CE: Yes, I was a big Narnia fan. I read through all seven books again and again. Reading-wise, they dominated my childhood. I also loved books about horses – Misty of Chincoteaugue, Black Beauty. Also, The Hobbit, the Madeline L'Engle Books, The Phantom Tollboth, Nancy Drew. Of them all, The Chronicles of Narnia were the biggest influence on the art for Wildwood. I pored over Pauline Baynes' illustrations and I can't imagine those books without them. If one kid feels the way about the illustrations in Wildwood that I did about those illustrations in the Narnia books, I'll be happy!
FLR: Carson, who are your favorite artists and how do they inspire you? Do you think children react differently than adults to art? How would you encourage others to produce creative works?
CE: I love Ben Shahn, Alice and Martin Provensen, Tomi Ungerer. I think everyone reacts to art in their own way, regardless of age. My son, who's five, loves to look at maps. Of all of Wildwood's 85 illustrations, the maps are the most interesting to him. I think some adults would feel the same way, while others would be drawn to illustrations featuring animals or illustrations in color. We all have basic preferences for what draws us in visually, including children. The nice thing about illustration is that it doesn't require sophisticated art knowledge to understand and enjoy it (or not enjoy it). It's there for everyone – kids and grandparents and librarians and art snobs alike. It puts art in front of everyone's eyes indiscriminately and I love that. As for encouraging creative work, I would say: delve deep into something that you love to do. Gardening, cooking, sewing, writing, drawing – find the thing that makes you happy and do it all the time. Get great at it.
FLR: Colin, how does writing a book differ from writing lyrics? The book contains a few songs; are there melodies for these lyrics?
CM: I think of book writing as more of a 9-to-5 sort of job – the time suck is incredible, compared to the relatively bizarre and disjunctive process of writing songs. It feels more like real work; writing songs often feels like a massive waste of time with a few moments of real epiphany sprinkled in. That said: I did not write melodies for the songs in the book. For one thing, it wasn't necessary. The reader will provide his or her own melody. And I must say it was nice to write a couple songs without any thought towards how well the lyrics would work in the structure of a melody and chord progression.

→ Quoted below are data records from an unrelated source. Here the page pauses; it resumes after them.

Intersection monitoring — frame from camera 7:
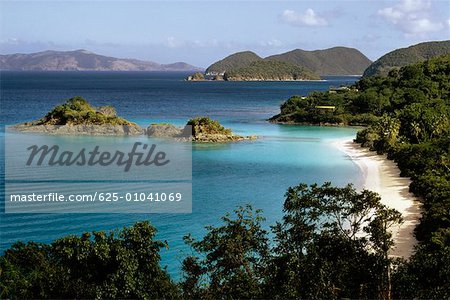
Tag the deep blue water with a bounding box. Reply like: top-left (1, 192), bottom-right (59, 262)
top-left (0, 72), bottom-right (361, 277)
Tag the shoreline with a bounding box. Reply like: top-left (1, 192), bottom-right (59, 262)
top-left (332, 139), bottom-right (421, 259)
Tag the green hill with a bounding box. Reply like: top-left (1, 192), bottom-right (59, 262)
top-left (271, 54), bottom-right (450, 126)
top-left (206, 51), bottom-right (262, 75)
top-left (224, 60), bottom-right (320, 81)
top-left (206, 47), bottom-right (371, 76)
top-left (364, 41), bottom-right (450, 77)
top-left (266, 47), bottom-right (371, 76)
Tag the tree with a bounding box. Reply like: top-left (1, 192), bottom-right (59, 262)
top-left (0, 222), bottom-right (179, 299)
top-left (267, 183), bottom-right (401, 299)
top-left (181, 205), bottom-right (269, 299)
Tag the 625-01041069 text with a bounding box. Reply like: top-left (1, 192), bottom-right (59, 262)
top-left (10, 192), bottom-right (183, 202)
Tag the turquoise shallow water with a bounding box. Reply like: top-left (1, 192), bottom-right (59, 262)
top-left (0, 73), bottom-right (361, 277)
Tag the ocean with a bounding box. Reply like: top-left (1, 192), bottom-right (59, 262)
top-left (0, 72), bottom-right (362, 278)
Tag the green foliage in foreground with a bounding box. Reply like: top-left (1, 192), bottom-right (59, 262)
top-left (0, 222), bottom-right (179, 299)
top-left (181, 183), bottom-right (401, 299)
top-left (32, 97), bottom-right (135, 126)
top-left (0, 183), bottom-right (408, 299)
top-left (271, 55), bottom-right (450, 126)
top-left (272, 55), bottom-right (450, 299)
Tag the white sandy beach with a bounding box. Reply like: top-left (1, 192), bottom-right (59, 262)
top-left (333, 139), bottom-right (420, 258)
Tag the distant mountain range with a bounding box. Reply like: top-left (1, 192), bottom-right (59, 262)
top-left (0, 50), bottom-right (203, 71)
top-left (206, 47), bottom-right (372, 76)
top-left (364, 41), bottom-right (450, 76)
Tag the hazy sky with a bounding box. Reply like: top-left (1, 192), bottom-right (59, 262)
top-left (0, 0), bottom-right (450, 67)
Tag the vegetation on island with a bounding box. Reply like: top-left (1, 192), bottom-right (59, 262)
top-left (183, 117), bottom-right (256, 143)
top-left (364, 41), bottom-right (450, 76)
top-left (270, 55), bottom-right (450, 128)
top-left (224, 60), bottom-right (320, 81)
top-left (25, 96), bottom-right (136, 126)
top-left (206, 47), bottom-right (371, 76)
top-left (186, 72), bottom-right (205, 81)
top-left (205, 51), bottom-right (262, 75)
top-left (0, 55), bottom-right (450, 299)
top-left (0, 183), bottom-right (401, 299)
top-left (265, 47), bottom-right (372, 76)
top-left (272, 55), bottom-right (450, 298)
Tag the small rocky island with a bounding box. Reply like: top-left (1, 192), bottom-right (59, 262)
top-left (147, 117), bottom-right (257, 143)
top-left (11, 97), bottom-right (256, 143)
top-left (12, 97), bottom-right (145, 136)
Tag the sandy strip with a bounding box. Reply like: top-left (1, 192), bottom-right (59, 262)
top-left (333, 139), bottom-right (420, 258)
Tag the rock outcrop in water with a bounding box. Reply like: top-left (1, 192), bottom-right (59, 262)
top-left (13, 97), bottom-right (145, 135)
top-left (147, 117), bottom-right (256, 143)
top-left (147, 123), bottom-right (183, 138)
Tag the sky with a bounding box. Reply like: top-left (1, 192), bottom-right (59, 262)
top-left (0, 0), bottom-right (450, 67)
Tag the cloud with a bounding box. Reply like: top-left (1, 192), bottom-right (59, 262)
top-left (280, 8), bottom-right (328, 27)
top-left (378, 0), bottom-right (445, 36)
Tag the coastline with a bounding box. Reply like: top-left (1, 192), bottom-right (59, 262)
top-left (332, 139), bottom-right (421, 259)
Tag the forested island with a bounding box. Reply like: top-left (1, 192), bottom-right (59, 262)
top-left (364, 41), bottom-right (450, 77)
top-left (223, 60), bottom-right (320, 81)
top-left (12, 96), bottom-right (144, 135)
top-left (12, 96), bottom-right (256, 143)
top-left (271, 55), bottom-right (450, 298)
top-left (0, 55), bottom-right (450, 299)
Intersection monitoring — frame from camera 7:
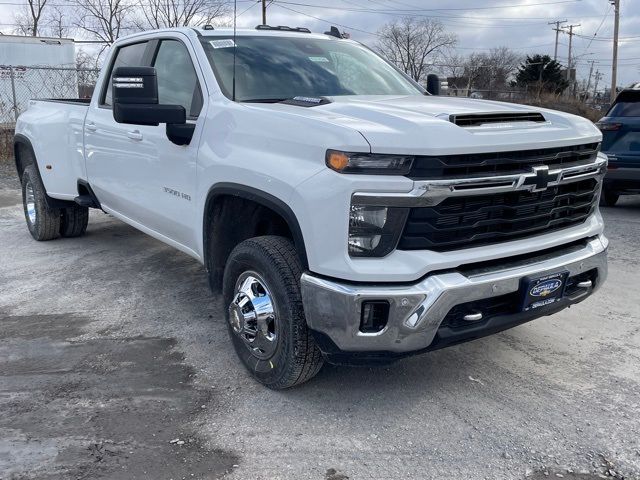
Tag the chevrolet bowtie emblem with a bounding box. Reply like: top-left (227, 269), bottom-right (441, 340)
top-left (520, 165), bottom-right (558, 192)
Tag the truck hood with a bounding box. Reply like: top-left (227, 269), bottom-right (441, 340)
top-left (252, 95), bottom-right (602, 155)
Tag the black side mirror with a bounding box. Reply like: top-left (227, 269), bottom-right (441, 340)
top-left (427, 73), bottom-right (440, 95)
top-left (111, 67), bottom-right (187, 126)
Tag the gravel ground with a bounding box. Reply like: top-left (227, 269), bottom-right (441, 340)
top-left (0, 168), bottom-right (640, 480)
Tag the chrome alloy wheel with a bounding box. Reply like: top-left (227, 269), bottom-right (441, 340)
top-left (229, 272), bottom-right (278, 360)
top-left (25, 181), bottom-right (37, 225)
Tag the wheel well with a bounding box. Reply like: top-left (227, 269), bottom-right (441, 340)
top-left (13, 137), bottom-right (37, 181)
top-left (203, 190), bottom-right (306, 292)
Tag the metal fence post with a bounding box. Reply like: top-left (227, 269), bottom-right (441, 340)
top-left (9, 65), bottom-right (18, 122)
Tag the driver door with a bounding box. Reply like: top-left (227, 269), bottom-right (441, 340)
top-left (85, 37), bottom-right (203, 253)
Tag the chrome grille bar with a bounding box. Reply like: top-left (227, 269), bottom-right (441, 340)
top-left (352, 153), bottom-right (607, 207)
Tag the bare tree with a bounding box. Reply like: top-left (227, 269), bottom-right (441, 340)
top-left (465, 47), bottom-right (521, 94)
top-left (376, 17), bottom-right (457, 81)
top-left (74, 0), bottom-right (138, 46)
top-left (137, 0), bottom-right (229, 28)
top-left (14, 0), bottom-right (48, 37)
top-left (45, 7), bottom-right (69, 38)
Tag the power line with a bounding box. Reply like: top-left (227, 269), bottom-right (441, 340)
top-left (277, 0), bottom-right (582, 13)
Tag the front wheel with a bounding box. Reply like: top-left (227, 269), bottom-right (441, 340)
top-left (222, 236), bottom-right (322, 389)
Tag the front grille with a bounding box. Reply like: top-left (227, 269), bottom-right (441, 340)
top-left (398, 178), bottom-right (599, 251)
top-left (408, 143), bottom-right (599, 180)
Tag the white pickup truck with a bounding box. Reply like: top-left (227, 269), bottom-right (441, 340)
top-left (15, 26), bottom-right (608, 388)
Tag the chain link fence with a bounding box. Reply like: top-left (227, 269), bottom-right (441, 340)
top-left (0, 65), bottom-right (99, 159)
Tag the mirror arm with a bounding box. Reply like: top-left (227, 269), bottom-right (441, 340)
top-left (166, 123), bottom-right (196, 145)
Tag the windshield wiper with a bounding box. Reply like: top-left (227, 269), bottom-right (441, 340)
top-left (240, 98), bottom-right (288, 103)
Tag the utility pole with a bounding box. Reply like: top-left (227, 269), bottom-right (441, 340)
top-left (585, 60), bottom-right (598, 96)
top-left (593, 70), bottom-right (602, 99)
top-left (564, 24), bottom-right (580, 95)
top-left (547, 20), bottom-right (568, 61)
top-left (609, 0), bottom-right (620, 103)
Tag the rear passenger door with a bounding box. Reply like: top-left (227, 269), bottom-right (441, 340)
top-left (88, 36), bottom-right (204, 253)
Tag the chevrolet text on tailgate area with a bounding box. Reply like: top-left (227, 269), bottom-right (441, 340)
top-left (15, 26), bottom-right (608, 389)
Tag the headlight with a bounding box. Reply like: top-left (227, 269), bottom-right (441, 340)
top-left (349, 205), bottom-right (409, 257)
top-left (326, 150), bottom-right (413, 175)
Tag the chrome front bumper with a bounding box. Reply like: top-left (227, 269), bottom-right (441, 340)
top-left (301, 235), bottom-right (608, 353)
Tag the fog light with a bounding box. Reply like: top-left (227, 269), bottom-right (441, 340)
top-left (349, 205), bottom-right (408, 257)
top-left (360, 300), bottom-right (389, 333)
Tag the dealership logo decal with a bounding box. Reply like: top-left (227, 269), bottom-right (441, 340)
top-left (529, 279), bottom-right (562, 297)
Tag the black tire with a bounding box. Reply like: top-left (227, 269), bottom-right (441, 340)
top-left (222, 236), bottom-right (323, 390)
top-left (600, 189), bottom-right (620, 207)
top-left (60, 205), bottom-right (89, 237)
top-left (22, 164), bottom-right (61, 241)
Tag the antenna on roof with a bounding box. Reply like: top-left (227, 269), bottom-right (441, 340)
top-left (231, 0), bottom-right (238, 102)
top-left (324, 26), bottom-right (342, 38)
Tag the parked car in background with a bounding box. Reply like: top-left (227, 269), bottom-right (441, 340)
top-left (597, 83), bottom-right (640, 207)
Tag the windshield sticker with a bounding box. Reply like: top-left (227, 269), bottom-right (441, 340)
top-left (209, 38), bottom-right (236, 48)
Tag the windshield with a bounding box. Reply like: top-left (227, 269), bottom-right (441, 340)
top-left (202, 36), bottom-right (423, 102)
top-left (607, 90), bottom-right (640, 117)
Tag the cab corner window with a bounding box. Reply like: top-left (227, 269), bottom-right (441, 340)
top-left (153, 40), bottom-right (202, 118)
top-left (100, 42), bottom-right (147, 107)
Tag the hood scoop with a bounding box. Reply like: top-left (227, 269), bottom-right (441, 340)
top-left (449, 112), bottom-right (547, 127)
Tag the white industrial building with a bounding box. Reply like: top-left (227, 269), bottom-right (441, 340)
top-left (0, 35), bottom-right (78, 124)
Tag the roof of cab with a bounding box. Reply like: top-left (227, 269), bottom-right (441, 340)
top-left (193, 27), bottom-right (335, 39)
top-left (115, 27), bottom-right (344, 45)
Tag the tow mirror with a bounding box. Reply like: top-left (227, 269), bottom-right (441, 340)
top-left (111, 67), bottom-right (187, 126)
top-left (427, 73), bottom-right (440, 95)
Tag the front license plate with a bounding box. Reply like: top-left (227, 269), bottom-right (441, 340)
top-left (522, 272), bottom-right (569, 312)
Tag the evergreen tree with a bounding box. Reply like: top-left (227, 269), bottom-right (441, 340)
top-left (515, 55), bottom-right (569, 93)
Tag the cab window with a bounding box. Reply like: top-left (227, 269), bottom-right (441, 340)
top-left (100, 42), bottom-right (147, 107)
top-left (153, 40), bottom-right (202, 118)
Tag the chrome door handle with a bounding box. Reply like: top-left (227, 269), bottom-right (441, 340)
top-left (127, 130), bottom-right (142, 140)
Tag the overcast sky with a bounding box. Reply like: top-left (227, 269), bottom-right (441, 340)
top-left (0, 0), bottom-right (640, 89)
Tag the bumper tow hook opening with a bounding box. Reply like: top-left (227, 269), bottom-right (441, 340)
top-left (462, 312), bottom-right (482, 322)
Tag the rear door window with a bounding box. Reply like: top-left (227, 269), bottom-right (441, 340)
top-left (100, 42), bottom-right (148, 107)
top-left (607, 90), bottom-right (640, 117)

FLR: Was there any particular music you listened to while working?
CM: I have a hard time listening to music with words while I write, so it was a lot of instrumental and classical music. In between writing time, though, I was listening to tons of music: Joanna Newsom's record "Have One On Me" was on repeat, I recall, during the writing of the book. Also plenty of old folk music: Anne Briggs, Nic Jones, and June Tabor. It fit the mood nicely.
CE: I listen to music all day when I'm drawing. On heavy rotation over the past year has been: Michael Hurley, Kanye West, S.E. Rogie, the Staple Singers, The Grateful Dead, Laura Veirs, The Decemberists (duh) and Sibylle Baier.
FLR: Any talk of a Wildwood movie? Any planned projects you can share with us?
CM: We could tell you that, but then we'd have to sacrifice you on a plinth and feed you to the ivy.